The effects of BAY 43-9006 on the developing human fetus at the recommended therapeutic dose are unknown. For this reason and because Raf-kinase inhibitors are known to be teratogenic, men must agree to use adequate contraception (abstinence; hormonal or barrier method of birth control) prior to study entry and for the duration of study participation.
EXCLUSION CRITERIA
Patients who have had chemotherapy or radiotherapy (including radioisotopes) within 4 weeks (6 weeks for nitrosoureas or mitomycin C, greater than 3 months for suramin) prior to entering the study or those who have not recovered from adverse events due to agents administered more than 4 weeks earlier.
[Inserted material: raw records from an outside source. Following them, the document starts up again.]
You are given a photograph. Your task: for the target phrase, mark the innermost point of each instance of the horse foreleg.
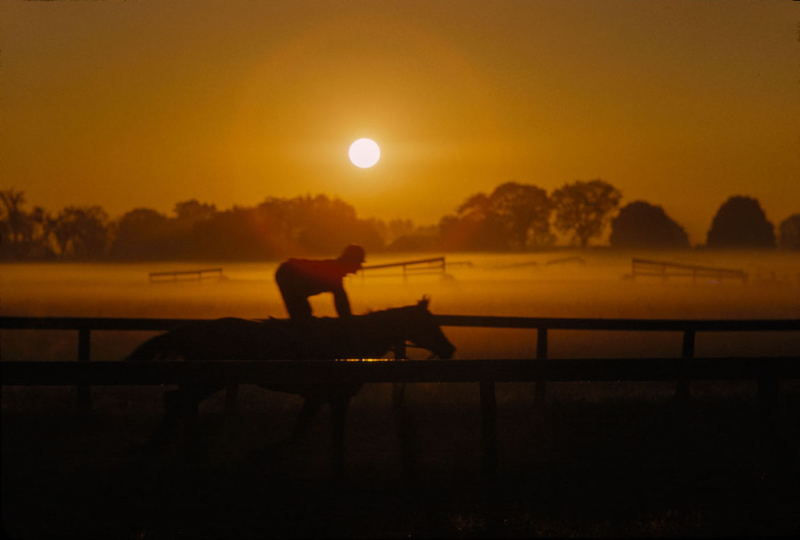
(311, 407)
(166, 430)
(339, 405)
(188, 406)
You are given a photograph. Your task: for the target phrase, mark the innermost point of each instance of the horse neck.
(383, 330)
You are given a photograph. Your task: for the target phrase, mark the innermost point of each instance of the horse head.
(423, 330)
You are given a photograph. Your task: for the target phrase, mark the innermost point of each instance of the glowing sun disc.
(364, 153)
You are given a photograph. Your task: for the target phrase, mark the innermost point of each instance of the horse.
(360, 336)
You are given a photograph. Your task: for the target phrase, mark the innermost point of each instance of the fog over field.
(594, 284)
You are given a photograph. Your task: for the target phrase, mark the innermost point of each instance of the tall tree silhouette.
(790, 232)
(81, 233)
(584, 208)
(143, 233)
(641, 225)
(525, 212)
(15, 219)
(741, 223)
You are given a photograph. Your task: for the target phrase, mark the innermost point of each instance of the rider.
(300, 278)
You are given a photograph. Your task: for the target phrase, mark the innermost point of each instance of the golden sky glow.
(131, 104)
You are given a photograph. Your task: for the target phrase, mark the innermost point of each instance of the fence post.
(84, 354)
(405, 427)
(541, 354)
(687, 351)
(768, 387)
(489, 421)
(231, 396)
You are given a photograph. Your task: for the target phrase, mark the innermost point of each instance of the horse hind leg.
(180, 405)
(339, 406)
(166, 431)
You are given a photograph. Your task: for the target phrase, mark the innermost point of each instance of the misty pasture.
(607, 459)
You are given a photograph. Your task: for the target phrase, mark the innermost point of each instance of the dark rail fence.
(768, 371)
(160, 277)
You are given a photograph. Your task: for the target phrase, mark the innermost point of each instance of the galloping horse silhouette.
(360, 336)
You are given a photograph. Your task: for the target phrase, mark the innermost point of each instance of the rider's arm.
(341, 302)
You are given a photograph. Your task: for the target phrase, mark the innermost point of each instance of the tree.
(584, 208)
(15, 220)
(191, 211)
(81, 232)
(790, 232)
(525, 212)
(143, 233)
(642, 225)
(741, 223)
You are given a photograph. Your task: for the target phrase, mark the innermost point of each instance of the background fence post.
(84, 355)
(687, 351)
(231, 396)
(541, 354)
(489, 420)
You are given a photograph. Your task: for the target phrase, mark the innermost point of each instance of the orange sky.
(131, 104)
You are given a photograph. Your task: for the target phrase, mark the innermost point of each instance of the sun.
(364, 153)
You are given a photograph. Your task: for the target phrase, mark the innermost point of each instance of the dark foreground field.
(602, 461)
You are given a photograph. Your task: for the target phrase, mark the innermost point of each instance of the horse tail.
(157, 348)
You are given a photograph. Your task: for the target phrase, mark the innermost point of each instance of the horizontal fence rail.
(766, 370)
(387, 371)
(477, 321)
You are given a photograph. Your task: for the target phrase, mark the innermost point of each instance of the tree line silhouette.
(513, 217)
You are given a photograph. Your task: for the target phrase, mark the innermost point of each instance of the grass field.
(602, 460)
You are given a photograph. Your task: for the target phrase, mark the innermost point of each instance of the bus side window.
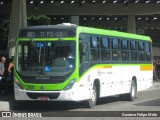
(94, 48)
(148, 51)
(105, 49)
(83, 48)
(125, 50)
(141, 49)
(115, 50)
(133, 48)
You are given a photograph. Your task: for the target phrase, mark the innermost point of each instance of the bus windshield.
(51, 58)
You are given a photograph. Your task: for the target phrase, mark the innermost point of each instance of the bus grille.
(49, 95)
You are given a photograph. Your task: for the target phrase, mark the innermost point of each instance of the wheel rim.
(93, 97)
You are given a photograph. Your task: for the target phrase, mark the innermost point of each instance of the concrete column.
(18, 19)
(75, 20)
(131, 28)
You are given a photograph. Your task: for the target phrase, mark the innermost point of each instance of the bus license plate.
(45, 98)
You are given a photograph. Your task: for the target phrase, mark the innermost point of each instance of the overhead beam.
(94, 9)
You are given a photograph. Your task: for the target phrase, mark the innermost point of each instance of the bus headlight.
(18, 85)
(70, 84)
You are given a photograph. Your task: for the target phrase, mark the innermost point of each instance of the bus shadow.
(43, 106)
(155, 102)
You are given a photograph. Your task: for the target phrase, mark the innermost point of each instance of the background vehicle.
(75, 63)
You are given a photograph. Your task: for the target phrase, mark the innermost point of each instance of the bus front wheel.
(92, 102)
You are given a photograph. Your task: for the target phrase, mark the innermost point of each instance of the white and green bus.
(76, 63)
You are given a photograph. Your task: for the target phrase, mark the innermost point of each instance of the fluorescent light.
(104, 1)
(125, 1)
(42, 2)
(31, 2)
(62, 2)
(155, 18)
(115, 1)
(72, 1)
(148, 1)
(52, 1)
(136, 1)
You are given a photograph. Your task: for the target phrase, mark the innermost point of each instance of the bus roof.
(90, 30)
(113, 33)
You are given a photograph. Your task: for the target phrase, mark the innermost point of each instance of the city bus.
(66, 62)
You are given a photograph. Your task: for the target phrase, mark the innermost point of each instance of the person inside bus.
(10, 67)
(2, 69)
(157, 68)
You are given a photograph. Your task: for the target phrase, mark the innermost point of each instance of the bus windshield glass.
(51, 58)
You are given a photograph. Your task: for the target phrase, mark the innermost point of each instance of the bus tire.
(132, 95)
(92, 102)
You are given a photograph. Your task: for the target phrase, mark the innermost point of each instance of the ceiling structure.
(115, 12)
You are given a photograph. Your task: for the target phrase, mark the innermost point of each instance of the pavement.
(5, 106)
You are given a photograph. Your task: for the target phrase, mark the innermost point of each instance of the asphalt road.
(148, 100)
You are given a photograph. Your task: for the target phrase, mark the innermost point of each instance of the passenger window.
(94, 42)
(105, 51)
(140, 46)
(148, 52)
(94, 49)
(115, 44)
(125, 45)
(133, 45)
(125, 52)
(105, 43)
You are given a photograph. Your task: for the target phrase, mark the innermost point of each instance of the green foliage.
(39, 20)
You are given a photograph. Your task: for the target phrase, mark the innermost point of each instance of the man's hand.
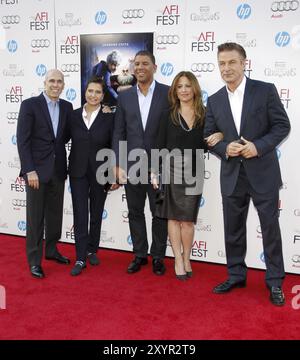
(33, 180)
(234, 149)
(249, 150)
(213, 139)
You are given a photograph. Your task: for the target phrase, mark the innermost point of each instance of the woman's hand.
(213, 139)
(154, 181)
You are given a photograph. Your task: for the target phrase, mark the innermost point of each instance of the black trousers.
(88, 198)
(136, 198)
(44, 212)
(235, 211)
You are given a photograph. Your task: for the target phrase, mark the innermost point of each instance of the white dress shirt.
(236, 103)
(145, 102)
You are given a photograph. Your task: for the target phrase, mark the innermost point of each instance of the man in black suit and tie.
(137, 120)
(253, 121)
(41, 145)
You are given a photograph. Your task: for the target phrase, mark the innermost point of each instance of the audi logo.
(12, 115)
(167, 39)
(70, 67)
(133, 13)
(203, 67)
(285, 5)
(19, 202)
(40, 43)
(296, 258)
(10, 19)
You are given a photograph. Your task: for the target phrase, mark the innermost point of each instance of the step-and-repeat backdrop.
(37, 35)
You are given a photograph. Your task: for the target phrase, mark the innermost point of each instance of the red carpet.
(107, 303)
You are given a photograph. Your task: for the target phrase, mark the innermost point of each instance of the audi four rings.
(10, 19)
(167, 39)
(285, 5)
(70, 67)
(40, 43)
(133, 13)
(203, 67)
(12, 115)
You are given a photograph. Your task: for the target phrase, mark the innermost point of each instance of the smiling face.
(54, 84)
(94, 94)
(144, 69)
(184, 90)
(232, 66)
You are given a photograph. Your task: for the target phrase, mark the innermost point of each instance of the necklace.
(181, 124)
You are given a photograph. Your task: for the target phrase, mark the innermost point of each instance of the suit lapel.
(153, 106)
(228, 113)
(62, 112)
(45, 111)
(136, 106)
(248, 97)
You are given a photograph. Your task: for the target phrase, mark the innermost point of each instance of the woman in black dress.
(181, 128)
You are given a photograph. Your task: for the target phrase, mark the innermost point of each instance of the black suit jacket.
(128, 121)
(87, 142)
(39, 149)
(264, 122)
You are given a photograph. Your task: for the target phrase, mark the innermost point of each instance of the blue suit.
(129, 127)
(265, 123)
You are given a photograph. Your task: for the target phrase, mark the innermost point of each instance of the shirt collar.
(95, 111)
(151, 88)
(239, 90)
(48, 99)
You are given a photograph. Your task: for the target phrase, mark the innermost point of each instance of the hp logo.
(22, 225)
(204, 97)
(243, 11)
(104, 214)
(41, 70)
(167, 69)
(100, 18)
(282, 39)
(71, 94)
(14, 139)
(129, 240)
(12, 46)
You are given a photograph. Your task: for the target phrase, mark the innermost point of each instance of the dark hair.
(146, 53)
(199, 108)
(96, 80)
(232, 46)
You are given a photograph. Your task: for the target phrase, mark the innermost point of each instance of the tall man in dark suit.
(41, 145)
(137, 121)
(252, 118)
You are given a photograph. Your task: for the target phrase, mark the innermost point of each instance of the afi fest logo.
(2, 298)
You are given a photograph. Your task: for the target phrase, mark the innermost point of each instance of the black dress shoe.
(59, 259)
(277, 296)
(228, 285)
(158, 267)
(78, 267)
(136, 264)
(37, 271)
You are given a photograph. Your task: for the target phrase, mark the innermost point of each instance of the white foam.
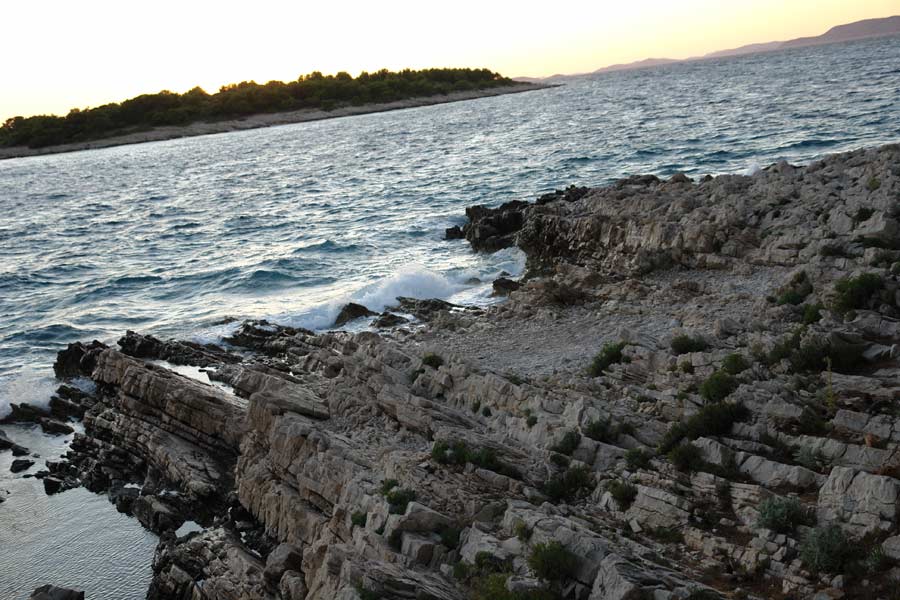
(29, 387)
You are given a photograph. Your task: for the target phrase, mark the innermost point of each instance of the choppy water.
(288, 222)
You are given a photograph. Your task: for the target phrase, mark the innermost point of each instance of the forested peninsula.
(337, 95)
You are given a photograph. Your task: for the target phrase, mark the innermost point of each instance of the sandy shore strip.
(265, 120)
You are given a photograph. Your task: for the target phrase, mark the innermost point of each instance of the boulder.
(21, 464)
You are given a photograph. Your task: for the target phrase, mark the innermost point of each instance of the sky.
(61, 54)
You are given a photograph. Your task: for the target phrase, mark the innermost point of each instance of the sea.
(289, 223)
Patients may not be receiving any other investigational agents.
Patients with known brain metastases are excluded from this clinical trial because of their poor prognosis and because they often develop progressive neurologic dysfunction that would confound the evaluation of neurologic and other adverse events.
History of allergic reactions attributed to compounds of similar chemical or biologic composition to BAY 43-9006
Uncontrolled intercurrent illness including, but not limited to ongoing or active infection, symptomatic congestive heart failure, unstable angina pectoris, cardiac arrhythmia, or psychiatric illness/social situations that would limit compliance with study requirements.
Hypertension as defined by systolic blood pressure in excess of 170 mmHg or diastolic pressure in excess of 100 mmHg. Patients with a history of hypertension that is well controlled on medication will not be excluded. Patients may not be on either verapamil or diltiazem while on study. Use of calcium channel blocker should be discouraged.
Patients with immune deficiency are at increased risk of lethal infections when treated with marrow-suppressive therapy. Therefore, HIV-positive patients receiving combination anti-retroviral therapy are excluded from the study because of possible pharmacokinetic interactions with BAY 43-9006. Appropriate studies will be undertaken in patients receiving combination anti-retroviral therapy when indicated.
History of bleeding diathesis
Patients on therapeutic anticoagulation are at increased risk from bleeding while on BAY 43-9006. Prophylactic anticoagulation (i.e. low dose warfarin) of venous or arterial access devices is allowed provided that the requirements for PT, INR or PTT are met: PT less than 1.1 x institutional upper limit of normal; INR less than 1.1; PTT within the institutional limits of normal. These requirements will only be made upon those patients on warfarin.
INCLUSION OF WOMEN AND MINORITIES
Men of all races and ethnic groups are eligible for this trial. Women are excluded by the nature of the disease.